Now, in the _physics_process function, create a variable called “steering” and initialise it to a zero vector. We will add all the steering to this variable, for the moment, add the seek steering to it. After adding all the steerins, clamp the variable to the maximum steering defined earlier.

Add the steering to the velocity and clamp the velocity with the maximum speed variable. Finally, move the character using the move_and_slide function with the velocity.

func _physics_process(_delta: float) -> void:
	var steering: Vector2 = Vector2.ZERO

	steering += seek_steering(vector_to_target)

	steering = steering.clamped(max_steering)

	velocity += steering
	velocity = velocity.clamped(max_speed)
	
	velocity = move_and_slide(velocity)

Play the game. The character follows the mouse, but he doesn’t change direction instantly, he does it smoothly.

seek steering

To dodge the rocks we have to implement another steering behaviour, the obstacle avoidance steering.

Add a Node2D in your character scene and instance a raycast as a child into it. Make it face the right and enable it. Add 2 more raycasts inside the node: one above, and one below. These raycasts will detect the obstacles, the distance between them determine the separation to the obstacle. The bigger the distance between raycasts, the bigger the separation.

raycast nodes character with raycasts

Back at the character script, create a variable called “avoid_force” to determine the tendency of the player to avoid obstacles. I want to give priority to avoid the obstacles, so, I initialise the variable to 1000. Also, add an onready variable for the Node2D that contains all the raycasts.

# [...]
var avoid_force: int = 1000

onready var raycasts: Node2D = get_node("Raycasts")
# [...]

Create a new function with the name “avoid_obstacles_steering” that returns a Vector2, this function will return the corresponding steering. First of all, rotate the raycasts container to face the same direction as the velocity.
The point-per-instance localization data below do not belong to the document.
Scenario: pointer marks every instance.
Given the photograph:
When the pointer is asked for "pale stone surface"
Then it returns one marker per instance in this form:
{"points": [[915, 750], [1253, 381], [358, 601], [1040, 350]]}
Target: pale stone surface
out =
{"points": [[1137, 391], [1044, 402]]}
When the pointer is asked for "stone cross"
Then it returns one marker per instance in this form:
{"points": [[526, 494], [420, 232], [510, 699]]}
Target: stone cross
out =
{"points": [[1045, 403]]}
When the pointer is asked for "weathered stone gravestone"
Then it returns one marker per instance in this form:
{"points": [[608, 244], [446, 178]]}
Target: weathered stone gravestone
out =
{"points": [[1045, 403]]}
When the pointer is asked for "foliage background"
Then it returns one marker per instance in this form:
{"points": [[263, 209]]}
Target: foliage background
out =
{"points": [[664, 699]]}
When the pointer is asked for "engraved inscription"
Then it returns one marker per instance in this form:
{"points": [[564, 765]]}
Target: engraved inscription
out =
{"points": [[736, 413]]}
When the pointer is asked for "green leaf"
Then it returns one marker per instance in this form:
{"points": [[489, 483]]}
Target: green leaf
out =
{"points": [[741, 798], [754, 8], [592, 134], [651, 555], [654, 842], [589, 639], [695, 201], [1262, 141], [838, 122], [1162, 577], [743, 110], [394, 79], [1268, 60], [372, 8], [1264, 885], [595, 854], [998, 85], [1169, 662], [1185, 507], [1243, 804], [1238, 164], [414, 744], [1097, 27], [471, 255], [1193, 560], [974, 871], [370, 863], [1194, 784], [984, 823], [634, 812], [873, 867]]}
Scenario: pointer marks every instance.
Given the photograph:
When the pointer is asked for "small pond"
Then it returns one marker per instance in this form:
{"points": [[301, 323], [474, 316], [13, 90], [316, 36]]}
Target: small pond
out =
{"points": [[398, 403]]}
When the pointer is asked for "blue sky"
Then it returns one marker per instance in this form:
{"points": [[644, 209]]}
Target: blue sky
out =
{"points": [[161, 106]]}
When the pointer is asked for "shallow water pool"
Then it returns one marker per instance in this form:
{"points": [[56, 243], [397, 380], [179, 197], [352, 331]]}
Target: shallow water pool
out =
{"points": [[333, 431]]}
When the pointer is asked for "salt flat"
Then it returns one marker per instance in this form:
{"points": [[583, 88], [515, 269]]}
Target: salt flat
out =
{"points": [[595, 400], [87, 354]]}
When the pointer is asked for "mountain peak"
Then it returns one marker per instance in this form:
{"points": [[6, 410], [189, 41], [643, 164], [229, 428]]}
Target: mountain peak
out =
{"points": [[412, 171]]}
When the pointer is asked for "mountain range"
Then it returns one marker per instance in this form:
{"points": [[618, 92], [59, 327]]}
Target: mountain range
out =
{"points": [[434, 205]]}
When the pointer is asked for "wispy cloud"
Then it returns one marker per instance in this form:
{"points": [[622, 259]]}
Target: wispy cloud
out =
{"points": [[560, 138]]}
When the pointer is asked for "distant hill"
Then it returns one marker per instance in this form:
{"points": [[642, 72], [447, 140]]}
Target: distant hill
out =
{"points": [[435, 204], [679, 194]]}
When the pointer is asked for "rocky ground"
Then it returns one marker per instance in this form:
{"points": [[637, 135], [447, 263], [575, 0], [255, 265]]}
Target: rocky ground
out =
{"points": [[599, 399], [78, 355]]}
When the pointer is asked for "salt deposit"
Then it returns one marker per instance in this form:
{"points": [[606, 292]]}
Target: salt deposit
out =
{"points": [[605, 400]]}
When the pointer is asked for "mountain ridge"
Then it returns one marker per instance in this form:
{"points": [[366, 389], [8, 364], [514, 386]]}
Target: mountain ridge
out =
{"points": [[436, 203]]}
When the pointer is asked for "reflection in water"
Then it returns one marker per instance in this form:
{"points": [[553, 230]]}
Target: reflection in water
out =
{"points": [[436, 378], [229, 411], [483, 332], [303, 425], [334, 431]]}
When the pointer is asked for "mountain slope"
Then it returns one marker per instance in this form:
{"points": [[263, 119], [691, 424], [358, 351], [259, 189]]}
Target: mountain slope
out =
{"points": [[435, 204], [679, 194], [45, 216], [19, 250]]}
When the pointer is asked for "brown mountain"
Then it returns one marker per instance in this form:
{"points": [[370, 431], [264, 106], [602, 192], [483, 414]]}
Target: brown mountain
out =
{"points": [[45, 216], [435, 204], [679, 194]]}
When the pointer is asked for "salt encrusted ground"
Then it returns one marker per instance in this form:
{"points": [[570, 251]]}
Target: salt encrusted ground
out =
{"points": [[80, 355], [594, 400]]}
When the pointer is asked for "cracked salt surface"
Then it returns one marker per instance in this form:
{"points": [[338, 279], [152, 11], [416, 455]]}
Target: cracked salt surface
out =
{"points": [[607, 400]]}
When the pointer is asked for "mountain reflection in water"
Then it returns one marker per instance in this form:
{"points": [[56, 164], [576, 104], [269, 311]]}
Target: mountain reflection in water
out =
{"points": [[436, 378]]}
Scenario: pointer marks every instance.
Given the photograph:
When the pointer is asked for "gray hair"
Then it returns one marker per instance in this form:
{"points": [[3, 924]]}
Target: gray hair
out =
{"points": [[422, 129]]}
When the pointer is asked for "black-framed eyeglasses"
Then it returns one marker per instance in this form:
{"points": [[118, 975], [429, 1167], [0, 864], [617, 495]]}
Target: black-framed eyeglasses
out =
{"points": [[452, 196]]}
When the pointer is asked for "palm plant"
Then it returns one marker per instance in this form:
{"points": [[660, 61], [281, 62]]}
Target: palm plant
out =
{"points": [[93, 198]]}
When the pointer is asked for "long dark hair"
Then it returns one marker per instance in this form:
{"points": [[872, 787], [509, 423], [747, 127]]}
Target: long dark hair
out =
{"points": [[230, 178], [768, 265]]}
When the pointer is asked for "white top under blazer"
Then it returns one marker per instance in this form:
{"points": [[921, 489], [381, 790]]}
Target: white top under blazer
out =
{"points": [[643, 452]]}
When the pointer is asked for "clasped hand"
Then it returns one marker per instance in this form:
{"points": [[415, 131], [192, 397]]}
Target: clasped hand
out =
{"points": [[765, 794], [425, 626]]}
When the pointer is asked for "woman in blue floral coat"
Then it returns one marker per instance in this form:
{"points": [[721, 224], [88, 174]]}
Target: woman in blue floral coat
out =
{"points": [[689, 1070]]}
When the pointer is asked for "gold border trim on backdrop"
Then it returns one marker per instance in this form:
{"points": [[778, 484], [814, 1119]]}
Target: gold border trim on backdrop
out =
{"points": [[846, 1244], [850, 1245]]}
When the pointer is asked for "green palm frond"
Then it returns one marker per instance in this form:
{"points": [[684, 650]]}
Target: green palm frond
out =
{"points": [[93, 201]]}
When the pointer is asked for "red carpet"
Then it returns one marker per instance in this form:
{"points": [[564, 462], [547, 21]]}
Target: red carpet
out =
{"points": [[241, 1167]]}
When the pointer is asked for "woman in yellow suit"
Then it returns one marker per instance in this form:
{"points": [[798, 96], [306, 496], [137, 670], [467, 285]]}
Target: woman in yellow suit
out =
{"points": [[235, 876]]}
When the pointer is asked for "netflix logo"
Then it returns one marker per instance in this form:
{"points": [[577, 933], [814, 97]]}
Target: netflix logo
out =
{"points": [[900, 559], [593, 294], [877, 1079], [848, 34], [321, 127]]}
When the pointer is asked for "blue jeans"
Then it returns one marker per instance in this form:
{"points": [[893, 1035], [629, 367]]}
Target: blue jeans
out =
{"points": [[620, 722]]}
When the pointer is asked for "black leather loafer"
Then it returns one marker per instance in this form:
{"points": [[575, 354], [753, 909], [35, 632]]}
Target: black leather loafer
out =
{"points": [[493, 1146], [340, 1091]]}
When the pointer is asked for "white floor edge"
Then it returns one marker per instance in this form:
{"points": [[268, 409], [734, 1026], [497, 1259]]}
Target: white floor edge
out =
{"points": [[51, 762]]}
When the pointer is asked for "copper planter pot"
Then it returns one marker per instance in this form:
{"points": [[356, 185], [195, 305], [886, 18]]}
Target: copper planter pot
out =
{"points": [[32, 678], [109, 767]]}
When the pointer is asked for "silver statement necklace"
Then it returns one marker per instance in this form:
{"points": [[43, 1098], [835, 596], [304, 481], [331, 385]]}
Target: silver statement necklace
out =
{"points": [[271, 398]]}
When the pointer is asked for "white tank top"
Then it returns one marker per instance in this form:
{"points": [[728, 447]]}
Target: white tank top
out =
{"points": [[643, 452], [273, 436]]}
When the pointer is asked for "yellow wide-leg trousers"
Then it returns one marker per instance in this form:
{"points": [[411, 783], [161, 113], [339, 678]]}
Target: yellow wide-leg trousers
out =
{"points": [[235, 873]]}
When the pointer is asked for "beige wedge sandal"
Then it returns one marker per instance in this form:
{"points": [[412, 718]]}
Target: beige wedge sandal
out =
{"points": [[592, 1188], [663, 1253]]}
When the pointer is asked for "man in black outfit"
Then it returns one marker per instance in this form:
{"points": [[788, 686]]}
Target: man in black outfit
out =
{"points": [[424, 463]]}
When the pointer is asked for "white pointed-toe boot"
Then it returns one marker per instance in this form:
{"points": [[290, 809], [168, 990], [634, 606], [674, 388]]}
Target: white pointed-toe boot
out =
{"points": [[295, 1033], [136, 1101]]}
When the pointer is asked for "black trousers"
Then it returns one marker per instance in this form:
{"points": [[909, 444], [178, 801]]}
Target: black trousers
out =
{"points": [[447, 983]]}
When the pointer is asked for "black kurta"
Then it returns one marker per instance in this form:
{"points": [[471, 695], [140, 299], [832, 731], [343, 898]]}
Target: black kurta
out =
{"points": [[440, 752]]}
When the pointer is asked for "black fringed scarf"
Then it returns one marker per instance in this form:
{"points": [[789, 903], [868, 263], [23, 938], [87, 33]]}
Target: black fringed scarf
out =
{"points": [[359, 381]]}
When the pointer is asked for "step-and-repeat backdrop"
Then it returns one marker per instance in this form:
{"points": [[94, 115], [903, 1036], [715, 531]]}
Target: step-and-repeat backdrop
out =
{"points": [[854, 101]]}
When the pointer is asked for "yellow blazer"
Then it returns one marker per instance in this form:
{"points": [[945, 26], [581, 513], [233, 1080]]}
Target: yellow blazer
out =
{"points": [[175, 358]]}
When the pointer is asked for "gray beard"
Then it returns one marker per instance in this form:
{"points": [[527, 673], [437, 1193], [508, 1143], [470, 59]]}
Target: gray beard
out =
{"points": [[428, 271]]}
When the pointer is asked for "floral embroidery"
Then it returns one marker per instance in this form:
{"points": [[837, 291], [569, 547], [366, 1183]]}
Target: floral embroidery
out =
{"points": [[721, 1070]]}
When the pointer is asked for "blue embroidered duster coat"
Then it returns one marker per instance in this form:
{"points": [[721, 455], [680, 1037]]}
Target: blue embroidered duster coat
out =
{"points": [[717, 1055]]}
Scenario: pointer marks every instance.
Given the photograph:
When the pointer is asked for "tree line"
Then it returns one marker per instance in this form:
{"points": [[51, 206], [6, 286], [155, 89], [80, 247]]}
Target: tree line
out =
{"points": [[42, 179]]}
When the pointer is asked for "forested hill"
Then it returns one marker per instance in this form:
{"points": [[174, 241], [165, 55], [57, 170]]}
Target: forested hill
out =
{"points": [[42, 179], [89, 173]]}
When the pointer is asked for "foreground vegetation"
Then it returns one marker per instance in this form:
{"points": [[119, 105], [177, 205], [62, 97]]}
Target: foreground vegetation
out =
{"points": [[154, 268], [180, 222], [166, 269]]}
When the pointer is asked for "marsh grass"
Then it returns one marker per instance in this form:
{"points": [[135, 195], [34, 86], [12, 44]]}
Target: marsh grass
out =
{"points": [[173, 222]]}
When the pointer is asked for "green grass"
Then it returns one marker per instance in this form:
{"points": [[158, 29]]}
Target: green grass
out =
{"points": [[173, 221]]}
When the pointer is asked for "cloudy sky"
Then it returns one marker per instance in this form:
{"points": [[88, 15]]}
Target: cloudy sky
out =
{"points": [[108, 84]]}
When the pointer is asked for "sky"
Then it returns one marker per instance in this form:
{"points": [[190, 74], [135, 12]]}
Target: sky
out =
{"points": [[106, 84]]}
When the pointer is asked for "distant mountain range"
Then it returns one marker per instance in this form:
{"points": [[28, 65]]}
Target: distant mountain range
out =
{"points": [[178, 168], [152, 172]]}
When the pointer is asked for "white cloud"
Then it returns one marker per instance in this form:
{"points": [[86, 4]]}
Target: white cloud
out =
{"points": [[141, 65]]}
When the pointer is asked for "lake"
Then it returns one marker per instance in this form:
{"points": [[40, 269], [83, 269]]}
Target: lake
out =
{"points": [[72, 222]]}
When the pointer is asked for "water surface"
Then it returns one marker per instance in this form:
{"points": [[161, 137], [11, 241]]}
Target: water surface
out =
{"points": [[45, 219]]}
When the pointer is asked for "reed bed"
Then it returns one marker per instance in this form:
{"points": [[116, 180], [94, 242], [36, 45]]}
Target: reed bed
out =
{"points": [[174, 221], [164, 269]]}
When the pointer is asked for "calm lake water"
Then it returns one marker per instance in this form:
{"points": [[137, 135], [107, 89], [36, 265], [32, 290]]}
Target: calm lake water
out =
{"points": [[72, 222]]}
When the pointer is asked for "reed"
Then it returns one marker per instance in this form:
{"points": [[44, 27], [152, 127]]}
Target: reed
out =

Iterate over the raycasts and update his length to match the velocity vector. The length of the raycasts can be modified using the cast_to.x value of the raycast. If the raycast is colliding, store the object in a variable and return the normalised vector, multiplied by the avoid force, that goes from the obstacle to the velocity vector plus the character position. This way, the faster the character goes, the bigger the raycasts range. And, if the velocity is very high and the character is near an obstacle, his speed will decrease. If none of the raycasts collide, return a zero vector.

func avoid_obstacles_steering() -> Vector2:
	raycasts.rotation = velocity.angle()
	
	for raycast in raycasts.get_children():
		raycast.cast_to.x = velocity.length()
		if raycast.is_colliding():
			var obstacle: PhysicsBody2D = raycast.get_collider()
			return (position + velocity - obstacle.position).normalized() * avoid_force
			
	return Vector2.ZERO

avoid vectors avoid vectors

To apply the new steering, just add it to the steering variable in the _physics_process function.

func _physics_process(_delta: float) -> void:
	var steering: Vector2 = Vector2.ZERO

	steering += seek_steering(vector_to_target)
	steering += avoid_obstacles_steering()

	steering = steering.clamped(max_steering)

	# [...]

Play the game again and take a look, now, the character dodges the obstacles.